I nomi e le varietà che ancora coltivo

Le camelie giapponesi mantengono spesso i loro nomi di origine: Camellia japonica è la specie più comune, importata nel Settecento. Ma attorno ai laghi prosperano anche cultivar sviluppate localmente, frutto di decenni di selezione e ibridazione. "Tricolor", "Mathotiana", "Rubescens" sono nomi che rimandano all'Ottocento europeo, quando i vivaisti lombardi e piemontesi acclimatavano le piante giapponesi al gusto e alle condizioni locali.

Camellia sasanqua, una specie a fioritura autunnale, arrivò più tardi ma trovò grande favore nei giardini più rigidi.

Ciò che colpisce del paesaggio botanico odierno attorno ai laghi è la continuità. Le stesse camelie piantate nel Diciottesimo secolo crescono ancora, più grandi e affermati, negli stessi giardini. Alcuni esemplari hanno raggiunto l'altezza di un albero, segno che il clima lacustre favorisce una longevità rara nelle piante da fiore ornamentali.

La passione scientifica dietro il viaggio

Non si trattava di mera vanità estetica. Il movimento botanico europeo del Settecento e dell'Ottocento era alimentato dalla curiosità scientifica vera. I collezionisti studiavano la fisiologia delle piante, annotavano tempi di fioritura, esperivano metodi di propagazione. I giardini delle ville lacustri diventavano laboratori viventi dove il sapere agronomico e la ricerca scientifica avanzo di pari passo.

Questo contesto spiega anche il linguaggio binomiale che circonda le camelie: Camellia japonica, Camellia sasanqua, Camellia sinensis.
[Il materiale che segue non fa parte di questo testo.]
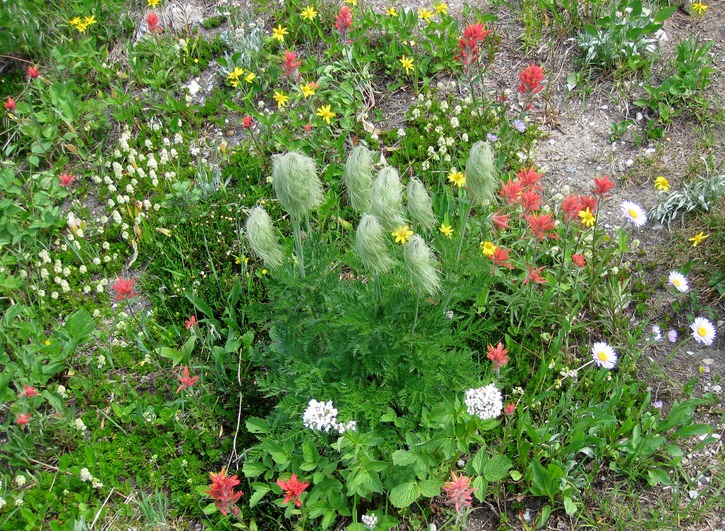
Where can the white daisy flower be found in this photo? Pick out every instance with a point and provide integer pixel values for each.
(634, 213)
(679, 281)
(703, 331)
(604, 355)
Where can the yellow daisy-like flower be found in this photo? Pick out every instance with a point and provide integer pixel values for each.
(279, 32)
(407, 63)
(234, 75)
(488, 248)
(281, 98)
(662, 184)
(699, 7)
(587, 218)
(457, 178)
(402, 234)
(308, 89)
(697, 238)
(425, 14)
(308, 13)
(325, 112)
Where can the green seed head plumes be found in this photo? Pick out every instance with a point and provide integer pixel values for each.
(296, 184)
(263, 238)
(386, 200)
(420, 205)
(371, 244)
(420, 264)
(358, 178)
(481, 174)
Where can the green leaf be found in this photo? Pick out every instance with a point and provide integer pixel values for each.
(404, 494)
(257, 425)
(496, 468)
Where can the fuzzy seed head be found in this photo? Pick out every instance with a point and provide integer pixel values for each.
(358, 178)
(420, 204)
(420, 264)
(386, 200)
(371, 244)
(263, 238)
(481, 173)
(296, 183)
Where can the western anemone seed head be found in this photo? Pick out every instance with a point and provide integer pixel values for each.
(481, 173)
(296, 184)
(358, 178)
(420, 205)
(263, 238)
(420, 264)
(386, 201)
(371, 244)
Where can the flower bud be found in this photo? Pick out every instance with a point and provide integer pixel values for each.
(420, 264)
(262, 237)
(358, 178)
(296, 183)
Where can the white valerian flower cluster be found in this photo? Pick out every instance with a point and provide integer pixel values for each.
(485, 402)
(322, 416)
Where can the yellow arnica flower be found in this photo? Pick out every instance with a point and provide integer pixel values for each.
(279, 32)
(662, 184)
(325, 112)
(402, 234)
(488, 248)
(407, 63)
(457, 178)
(425, 14)
(308, 89)
(587, 218)
(233, 76)
(308, 13)
(281, 98)
(699, 7)
(697, 238)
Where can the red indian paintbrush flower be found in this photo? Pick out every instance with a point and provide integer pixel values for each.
(186, 380)
(498, 355)
(293, 488)
(222, 491)
(602, 186)
(124, 288)
(531, 79)
(459, 491)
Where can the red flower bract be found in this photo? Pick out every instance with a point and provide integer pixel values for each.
(186, 380)
(602, 186)
(65, 179)
(498, 355)
(124, 288)
(459, 491)
(531, 79)
(222, 491)
(293, 488)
Ogni nome scientifico riporta con sé un viaggio, una scoperta, una data precisa nel calendario della scoperta botanica europea.
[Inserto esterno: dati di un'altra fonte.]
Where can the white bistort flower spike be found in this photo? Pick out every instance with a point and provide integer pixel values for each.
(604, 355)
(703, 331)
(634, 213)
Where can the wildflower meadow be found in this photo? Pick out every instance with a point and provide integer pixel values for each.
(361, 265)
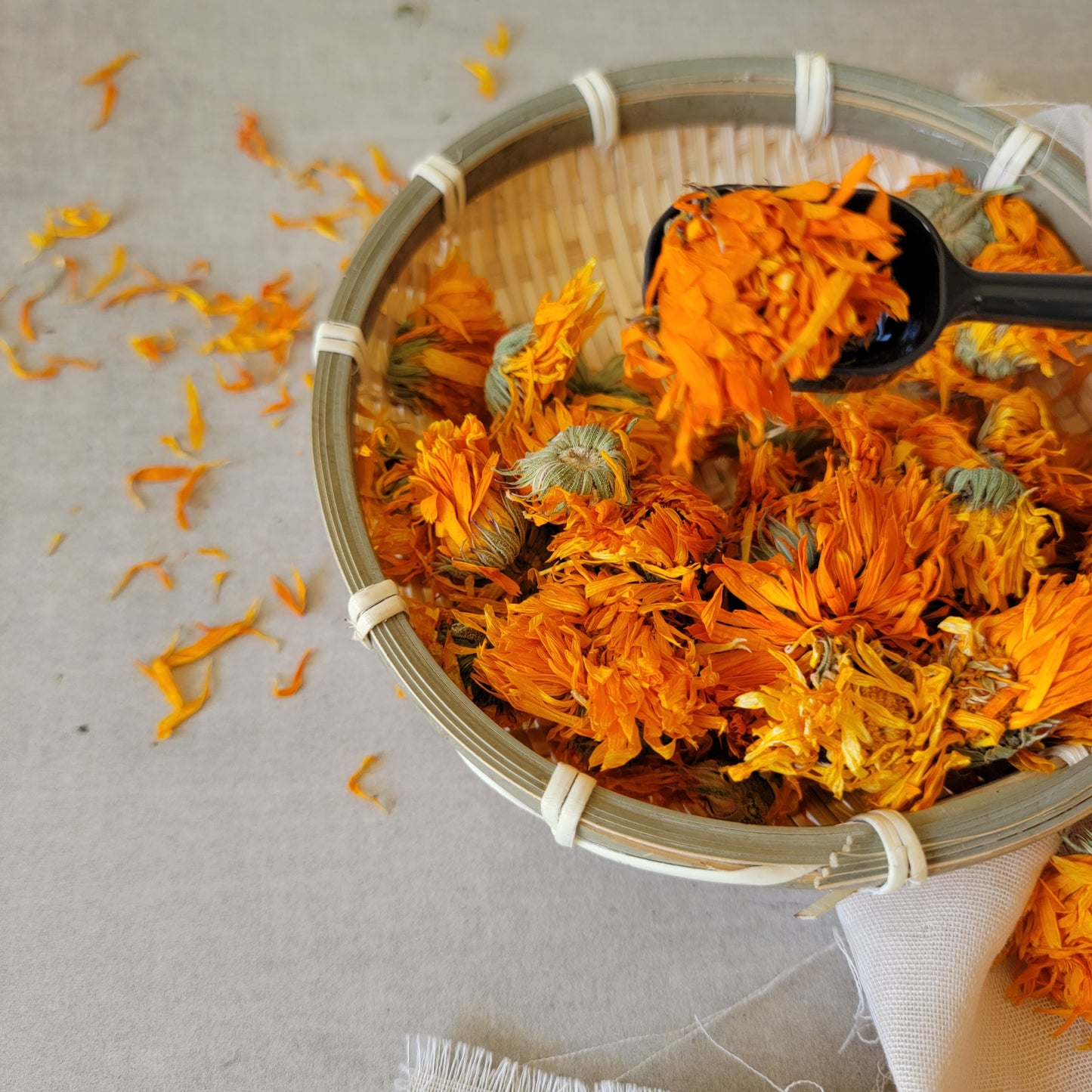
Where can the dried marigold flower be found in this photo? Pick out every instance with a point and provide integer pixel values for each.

L'eredità oggi nei vasi e nei giardini del lettore

Oggi, chiunque coltivi una camelia in Italia possiede un frammento di quella storia lunga tre secoli. Non è solo una pianta: è una memoria vivente delle rotte commerciali olandesi, dei collezionisti aristocratici del Settecento, dei botanici che hanno studiato come adattare una pianta giapponese al clima europeo. Il vaso sul balcone o il cespuglio nel giardino condivide una genealogia con gli esemplari monumentali che ancora fioriscono nei giardini storici lacustri.

Le camelie attorno ai laghi non prosperano per caso. Prosperano perché, due secoli e mezzo fa, qualcuno decise che quei fiori lontani meritavano il faticoso viaggio dall'Asia all'Europa, e che i giardini del Nord Italia meritavano di accoglierli. Quella decisione vive ancora nei petali rossi e rosa che sbocciano ogni inverno, quando la maggior parte delle altre piante dorme.